Rankings, metrics, scores; numerical methods are so widely used at the moment to judge and analyse different systems that we often forget there are alternatives. A number is objective, and plugs nicely into algorithms to allow better assessments of a whole range of human interactions – and science is no different. Whether h-index, m-index, citation score, or even your Researchgate number, scientists are often gauged on their performance by these numerical metrics. The relative merits and disadvantages of these scores have been widely described, but one relatively under-discussed aspect is the very basis of how they’re calculated – which, for the most part, is the research papers the scientists have themselves written.
The professor and philosopher Marshall McLuhan famously argued that ‘the medium is the message’ – that the medium by which information is communicated affects the information itself. For example, the introduction of the telegram didn’t just allow people to send messages over long distances – it allowed news to be reported immediately across continents, irrevocably changing the type of news that was reported; in other words, it changed the society that it was used in. In other words, technology is rarely neutral in its social effect. A simpler example: the electric lightbulb allowed people to see and work at night – giving society the chance to change working hours.
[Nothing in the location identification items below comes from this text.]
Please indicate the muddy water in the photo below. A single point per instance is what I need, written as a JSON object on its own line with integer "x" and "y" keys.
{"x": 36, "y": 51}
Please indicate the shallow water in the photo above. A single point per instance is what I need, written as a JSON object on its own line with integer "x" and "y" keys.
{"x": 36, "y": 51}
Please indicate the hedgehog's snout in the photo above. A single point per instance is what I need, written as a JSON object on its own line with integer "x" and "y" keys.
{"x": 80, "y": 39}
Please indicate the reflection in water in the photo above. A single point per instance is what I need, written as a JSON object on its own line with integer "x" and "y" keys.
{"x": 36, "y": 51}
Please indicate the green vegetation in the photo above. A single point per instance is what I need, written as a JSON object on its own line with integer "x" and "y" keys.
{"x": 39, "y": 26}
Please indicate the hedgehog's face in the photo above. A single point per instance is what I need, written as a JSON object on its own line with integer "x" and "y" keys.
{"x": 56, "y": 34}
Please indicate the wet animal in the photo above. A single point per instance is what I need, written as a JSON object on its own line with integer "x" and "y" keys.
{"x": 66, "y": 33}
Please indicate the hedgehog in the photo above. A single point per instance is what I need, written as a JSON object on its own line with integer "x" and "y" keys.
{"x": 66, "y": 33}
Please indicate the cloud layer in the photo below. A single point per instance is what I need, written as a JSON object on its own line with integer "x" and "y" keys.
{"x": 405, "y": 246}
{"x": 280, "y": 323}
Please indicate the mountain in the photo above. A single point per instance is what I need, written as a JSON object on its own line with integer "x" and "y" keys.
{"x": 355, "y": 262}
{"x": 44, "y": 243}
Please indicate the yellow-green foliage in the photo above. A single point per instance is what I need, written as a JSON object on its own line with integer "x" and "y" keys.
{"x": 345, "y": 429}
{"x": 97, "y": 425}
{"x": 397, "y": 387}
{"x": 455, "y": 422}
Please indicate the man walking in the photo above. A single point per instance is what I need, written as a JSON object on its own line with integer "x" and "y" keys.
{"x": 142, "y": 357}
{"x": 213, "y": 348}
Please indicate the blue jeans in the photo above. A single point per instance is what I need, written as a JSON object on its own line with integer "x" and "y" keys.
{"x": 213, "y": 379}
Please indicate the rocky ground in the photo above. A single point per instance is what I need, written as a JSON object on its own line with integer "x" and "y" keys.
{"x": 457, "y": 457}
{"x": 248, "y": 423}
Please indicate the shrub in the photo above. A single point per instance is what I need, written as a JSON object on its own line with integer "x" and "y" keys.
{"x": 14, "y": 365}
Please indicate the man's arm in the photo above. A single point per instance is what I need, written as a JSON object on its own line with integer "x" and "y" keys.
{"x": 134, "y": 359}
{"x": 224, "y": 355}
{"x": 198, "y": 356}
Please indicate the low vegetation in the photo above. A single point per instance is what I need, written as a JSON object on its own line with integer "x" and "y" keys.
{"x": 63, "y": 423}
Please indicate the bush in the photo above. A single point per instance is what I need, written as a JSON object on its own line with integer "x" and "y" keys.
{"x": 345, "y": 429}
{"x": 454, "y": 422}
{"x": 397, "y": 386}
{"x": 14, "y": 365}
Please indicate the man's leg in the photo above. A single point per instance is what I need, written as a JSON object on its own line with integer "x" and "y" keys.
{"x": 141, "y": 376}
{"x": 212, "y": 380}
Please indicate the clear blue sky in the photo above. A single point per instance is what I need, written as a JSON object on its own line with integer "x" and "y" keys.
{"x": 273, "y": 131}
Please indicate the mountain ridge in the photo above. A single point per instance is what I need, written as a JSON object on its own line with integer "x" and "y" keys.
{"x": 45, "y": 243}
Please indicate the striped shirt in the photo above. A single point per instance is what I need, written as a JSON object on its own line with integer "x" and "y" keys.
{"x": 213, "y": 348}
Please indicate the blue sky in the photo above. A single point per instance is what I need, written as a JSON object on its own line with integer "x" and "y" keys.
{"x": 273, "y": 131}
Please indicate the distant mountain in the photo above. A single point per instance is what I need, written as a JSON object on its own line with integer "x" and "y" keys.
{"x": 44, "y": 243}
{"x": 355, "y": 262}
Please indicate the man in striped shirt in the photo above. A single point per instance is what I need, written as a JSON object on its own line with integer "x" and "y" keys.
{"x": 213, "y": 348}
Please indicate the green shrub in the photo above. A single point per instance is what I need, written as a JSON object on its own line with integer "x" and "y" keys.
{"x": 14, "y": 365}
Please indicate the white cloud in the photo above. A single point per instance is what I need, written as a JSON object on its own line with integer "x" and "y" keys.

Scientific journals and the papers therein have existed in some form or other since the mid-17th century. Many aspects have changed, including the important advent of peer-review in the early 19th century, but at their most simple terms they remain the same: written text, published, and therefore unchanged after they go into print. Rarely do we ask what this medium means for the research that is published and the broader communication of science. In particular, if scientists are judged on what they’ve authored, what are the implications of this medium for our metrics?
A published paper is by it’s nature static, unchanging, and part of the historical record. Contrast a paper with a lecture, or conference presentation, for example; a public talk is seen once by an audience, but unless it is recorded, then it cannot be judged again or referred back to. A paper, on the other hand, can be referred to and cited from the point it is published. These aspects are essential to modern science; we must have record of prior work, in order to justify the assumptions within novel studies.
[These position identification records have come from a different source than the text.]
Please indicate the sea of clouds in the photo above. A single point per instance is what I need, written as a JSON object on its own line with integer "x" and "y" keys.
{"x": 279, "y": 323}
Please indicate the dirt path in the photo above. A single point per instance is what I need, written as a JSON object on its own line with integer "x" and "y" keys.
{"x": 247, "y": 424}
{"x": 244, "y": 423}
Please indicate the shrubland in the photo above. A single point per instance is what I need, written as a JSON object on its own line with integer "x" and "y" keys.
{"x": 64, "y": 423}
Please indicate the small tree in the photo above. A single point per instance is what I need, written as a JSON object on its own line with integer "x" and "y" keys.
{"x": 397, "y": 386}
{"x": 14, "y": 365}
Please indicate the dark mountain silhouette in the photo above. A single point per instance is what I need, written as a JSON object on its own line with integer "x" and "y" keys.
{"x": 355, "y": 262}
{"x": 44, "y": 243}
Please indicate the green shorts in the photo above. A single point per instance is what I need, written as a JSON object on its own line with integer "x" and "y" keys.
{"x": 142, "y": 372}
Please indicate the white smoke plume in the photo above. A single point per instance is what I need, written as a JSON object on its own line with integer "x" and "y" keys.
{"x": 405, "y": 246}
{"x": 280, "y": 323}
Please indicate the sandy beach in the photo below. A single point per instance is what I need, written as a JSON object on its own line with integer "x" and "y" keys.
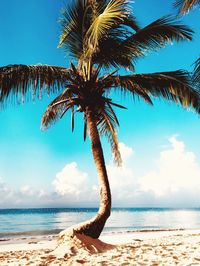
{"x": 178, "y": 247}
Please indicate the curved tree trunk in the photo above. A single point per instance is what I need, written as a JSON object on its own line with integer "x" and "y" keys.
{"x": 94, "y": 226}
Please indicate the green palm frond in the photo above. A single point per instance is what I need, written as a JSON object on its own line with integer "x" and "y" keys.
{"x": 157, "y": 34}
{"x": 114, "y": 13}
{"x": 21, "y": 82}
{"x": 184, "y": 6}
{"x": 196, "y": 75}
{"x": 75, "y": 21}
{"x": 173, "y": 86}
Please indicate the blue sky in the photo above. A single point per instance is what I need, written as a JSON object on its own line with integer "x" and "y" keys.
{"x": 41, "y": 166}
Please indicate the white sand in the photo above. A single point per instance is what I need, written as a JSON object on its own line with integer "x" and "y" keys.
{"x": 138, "y": 248}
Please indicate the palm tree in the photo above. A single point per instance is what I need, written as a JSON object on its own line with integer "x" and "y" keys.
{"x": 183, "y": 7}
{"x": 101, "y": 37}
{"x": 196, "y": 74}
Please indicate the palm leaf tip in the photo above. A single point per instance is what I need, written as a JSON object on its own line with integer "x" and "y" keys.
{"x": 196, "y": 74}
{"x": 184, "y": 6}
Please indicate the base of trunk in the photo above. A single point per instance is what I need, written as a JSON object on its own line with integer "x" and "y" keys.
{"x": 74, "y": 243}
{"x": 92, "y": 227}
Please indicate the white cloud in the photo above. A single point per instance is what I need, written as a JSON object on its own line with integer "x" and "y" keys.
{"x": 70, "y": 181}
{"x": 174, "y": 180}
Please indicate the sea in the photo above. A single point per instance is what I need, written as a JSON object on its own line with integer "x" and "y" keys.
{"x": 50, "y": 221}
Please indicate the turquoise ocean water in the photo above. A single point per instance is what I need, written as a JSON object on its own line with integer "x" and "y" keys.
{"x": 21, "y": 222}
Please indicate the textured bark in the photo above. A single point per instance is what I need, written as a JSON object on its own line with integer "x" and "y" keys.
{"x": 94, "y": 226}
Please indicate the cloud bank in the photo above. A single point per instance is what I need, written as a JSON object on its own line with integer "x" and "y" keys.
{"x": 173, "y": 181}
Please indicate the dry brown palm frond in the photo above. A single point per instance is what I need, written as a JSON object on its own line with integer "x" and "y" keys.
{"x": 19, "y": 82}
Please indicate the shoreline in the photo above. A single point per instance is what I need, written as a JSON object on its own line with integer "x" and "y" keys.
{"x": 155, "y": 247}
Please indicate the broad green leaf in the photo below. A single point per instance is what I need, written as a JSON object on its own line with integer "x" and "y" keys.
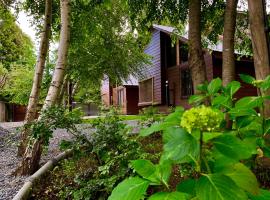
{"x": 237, "y": 112}
{"x": 266, "y": 83}
{"x": 232, "y": 147}
{"x": 187, "y": 186}
{"x": 263, "y": 195}
{"x": 130, "y": 189}
{"x": 163, "y": 171}
{"x": 249, "y": 102}
{"x": 169, "y": 133}
{"x": 168, "y": 196}
{"x": 243, "y": 177}
{"x": 157, "y": 174}
{"x": 146, "y": 169}
{"x": 202, "y": 87}
{"x": 218, "y": 187}
{"x": 210, "y": 135}
{"x": 221, "y": 101}
{"x": 196, "y": 99}
{"x": 181, "y": 147}
{"x": 247, "y": 78}
{"x": 222, "y": 162}
{"x": 155, "y": 128}
{"x": 243, "y": 121}
{"x": 232, "y": 88}
{"x": 214, "y": 86}
{"x": 267, "y": 126}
However, once published, a research paper is left, unaltered. This stands in contrast to science as a whole; no theory should go unquestioned, and new hypotheses should redress the issues with prior studies. Is it fair, then, to judge a scientist upon older papers that may have been disproved – even by the researcher themselves? Given the tendency for older papers to be superseded, how are we to factor this in when assessing a researcher’s oeuvre? If a journalist pens a series of articles on an event that is still ongoing, would it be fair to assess them on pieces published before all the facts emerged? The parallel to science is clear, with the important caveat that scientific research is always evolving.
The tradition of published research predates Karl Popper, the philosopher of science, and I would argue that some aspects of the medium are contradictory to the way he argued science should be conducted. Popper argued in the first half of the 20th century that for a statement to be scientific, it must be falsifiable. Providing definitive proof of a statement is not logically possible, due to the problem of induction, and as such science should offer only falsifiable hypotheses that represent the best current understanding of a problem.
Other thinkers have added to this notion. I particularly note Imre Lakatos’ contribution. In his paper Falsification and the Methodology of Scientific Research Programs he suggests that
“Intellectual honesty does not consist in trying to entrench, or establish one’s position by proving (or ‘probabilifying’) it intellectual honesty consists rather in specifying precisely the conditions under which one is willing to give up one’s position.”
If one is judged by the research that one has published – and in particular the amount of citations your work receives – it hardly incentivises you to state the precise conditions under which you’d be prepared to admit you’re wrong. In fact, it encourages the opposite behaviour, since a more embedded idea will likely stick around longer and accumulate more citations. The essence of science (at least since logical positivism was largely discredited in the last 100 years) is to embrace being wrong in the search for a deeper understanding of the world at large, but this is certainly not mirrored in our publication model.
So how can we address this? Evolving scientific understanding could benefit from evolving accounts of science, moderated and curated by researchers. The internet provides us with a platform for continually updating our understanding, and in a fundamentally collaborative way. Wikipedia is a clear example of just such a platform, where the state of the art can be continually adjusted and revised. A hypothetical ‘unified compedium of knowledge’ could operate and evolve much like the code bases of tech systems; changing in response to new discoveries, but where archived versions could show the evolution of ideas.
“But wait,” I hear many scientists interject, “what about peer review? How can we trust content that isn’t reviewed?” In response, I would again turn to the philosophers of science. Why should a one-time peer review guarantee the long-term validity of a study? Contrary evidence could arise at any later point (and this indeed is the problem of induction), and I would argue that instead of a one-time review, we should consider all work critically at all points, whether before or after peer-review. This attitude would naturally lend itself to a perpetually updated repository of knowledge.
One can imagine, of course, that this kind of project could rapidly stagnate; if researchers disagree, they could demonstrate the false nature of each others’ ideas without significantly contributing to the knowledge-base. Here, Lakatos can offer some guidance. He suggests we should only consider a theory falsified if an alternative theory is provided, that can both explain the existing observations and “predicts novel facts” – i.e., improves over the prior theorem.
This centralised model would (in my eyes at least) increase collaborative work, and since new theorems would have to explain the existing observations, there is an in-built mechanism to encourage testing of the reproducibility of findings. Continual review and improvement would also be immanent. Open access to data and methods would be necessary to this kind of model, and it would be necessary to train authors and contributors to state the conditions under which their findings would be falsified.
Metrics to gauge the contribution of individuals to this kind of project would not be dependent on how fast a given field evolves, but they would likely look significantly different to those we currently work with. However, the amount of data that would be generated would provide ample opportunity to assess researchers in a fundamentally different way.
It remains to be seen whether such a model would even be conceivable. Science changes slowly, and the objectives that funding agencies look for are not necessarily aligned; universities may not be appreciative of researchers sharing insight with competing institutions, much like commercial entities try to avoid corporate espionage. But if we genuinely value the advancement of science rather than local politicking, then these kind of concerns should not prevent a shift.